Trump nominated Barrett for the Supreme Court last month following the death of Justice Ginsburg, and her confirmation hearings took place this past week. The Senate Judiciary Committee is expected to vote on Barrett's confirmation on Oct. 22.

If appointed, Barrett could cement a six-to-three conservative majority on the court for years to come, with potentially sweeping influence over decisions about healthcare, abortion access and other issues.

Women's March
DANIEL SLIM/AFP via Getty Images

At the Saturday rally in D.C., reproductive rights activist Sonja Spoo said “there is no choice” but to vote Trump out of office in the upcoming election.

"We are the hell and the high water. Donald Trump is leaving office, and there is no choice for him," Spoo, director of Reproductive Rights Campaigns at women's advocacy group UltraViolet, said. "Come Nov. 3, it will because of women – especially Black, brown and Indigenous women – stepping up and saying enough."
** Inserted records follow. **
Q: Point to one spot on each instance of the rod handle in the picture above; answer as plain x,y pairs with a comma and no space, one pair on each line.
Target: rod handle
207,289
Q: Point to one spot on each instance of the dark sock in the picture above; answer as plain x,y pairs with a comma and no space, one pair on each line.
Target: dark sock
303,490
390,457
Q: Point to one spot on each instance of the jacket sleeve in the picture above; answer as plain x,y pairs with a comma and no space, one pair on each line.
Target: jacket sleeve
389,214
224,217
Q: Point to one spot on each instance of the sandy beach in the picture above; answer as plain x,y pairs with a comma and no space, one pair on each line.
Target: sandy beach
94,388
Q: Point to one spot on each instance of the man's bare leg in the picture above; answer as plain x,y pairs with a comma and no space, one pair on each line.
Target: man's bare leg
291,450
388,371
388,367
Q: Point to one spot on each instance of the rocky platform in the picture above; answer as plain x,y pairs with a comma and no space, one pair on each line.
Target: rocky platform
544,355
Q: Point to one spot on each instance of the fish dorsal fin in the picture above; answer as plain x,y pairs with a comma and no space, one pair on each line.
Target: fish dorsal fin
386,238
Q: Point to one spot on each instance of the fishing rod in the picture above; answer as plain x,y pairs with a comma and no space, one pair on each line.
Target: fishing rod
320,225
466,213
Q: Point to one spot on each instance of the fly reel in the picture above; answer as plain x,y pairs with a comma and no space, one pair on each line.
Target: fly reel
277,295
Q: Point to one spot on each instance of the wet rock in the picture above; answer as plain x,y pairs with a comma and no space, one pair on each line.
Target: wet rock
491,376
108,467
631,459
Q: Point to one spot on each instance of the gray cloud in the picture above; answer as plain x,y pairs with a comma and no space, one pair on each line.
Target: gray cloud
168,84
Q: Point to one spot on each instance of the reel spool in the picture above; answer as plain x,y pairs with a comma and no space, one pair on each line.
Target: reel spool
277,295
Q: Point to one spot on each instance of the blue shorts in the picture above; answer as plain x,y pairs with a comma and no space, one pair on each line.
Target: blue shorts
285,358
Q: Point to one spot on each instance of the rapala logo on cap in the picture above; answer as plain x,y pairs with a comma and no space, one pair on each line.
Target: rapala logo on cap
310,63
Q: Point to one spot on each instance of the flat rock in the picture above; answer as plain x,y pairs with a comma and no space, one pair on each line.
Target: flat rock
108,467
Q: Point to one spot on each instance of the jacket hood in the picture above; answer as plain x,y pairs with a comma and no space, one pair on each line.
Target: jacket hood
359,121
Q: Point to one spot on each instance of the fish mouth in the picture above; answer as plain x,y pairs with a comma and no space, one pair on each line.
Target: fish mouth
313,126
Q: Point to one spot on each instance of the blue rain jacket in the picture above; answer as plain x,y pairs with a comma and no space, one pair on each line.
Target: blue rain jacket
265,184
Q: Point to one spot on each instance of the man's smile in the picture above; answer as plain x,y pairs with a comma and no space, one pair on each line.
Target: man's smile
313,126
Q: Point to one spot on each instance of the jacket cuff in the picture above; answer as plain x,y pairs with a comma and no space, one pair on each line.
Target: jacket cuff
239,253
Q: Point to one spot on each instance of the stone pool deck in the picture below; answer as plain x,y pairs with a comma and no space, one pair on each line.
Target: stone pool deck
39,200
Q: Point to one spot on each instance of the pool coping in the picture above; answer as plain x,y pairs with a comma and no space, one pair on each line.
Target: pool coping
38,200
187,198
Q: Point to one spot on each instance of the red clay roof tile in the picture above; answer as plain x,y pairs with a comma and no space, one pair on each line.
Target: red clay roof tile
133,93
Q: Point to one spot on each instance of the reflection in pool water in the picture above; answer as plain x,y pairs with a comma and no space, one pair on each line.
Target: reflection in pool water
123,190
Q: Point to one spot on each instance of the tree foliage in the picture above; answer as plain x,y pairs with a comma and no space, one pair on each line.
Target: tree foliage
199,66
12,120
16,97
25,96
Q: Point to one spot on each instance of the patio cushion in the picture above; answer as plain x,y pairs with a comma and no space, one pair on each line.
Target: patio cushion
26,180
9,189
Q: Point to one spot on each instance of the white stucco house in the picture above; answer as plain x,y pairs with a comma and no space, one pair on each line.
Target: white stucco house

March participant Kelsey Weir told the Washington Post that she felt it was her duty to attend.

“Women are threatened in a world where a Christian theocracy is threatening to take over,” she said. “This is the crisis for our world. The next few weeks are going to decide so many things for women.”

In addition to the Women’s March event, conservative nonprofit organization Independent Women’s Forum hosted its second-annual “March for All Women” as a counter protest. The event was called “I’m With Her!,” according to the organization's website, and held near the Supreme Court to show support for Barrett.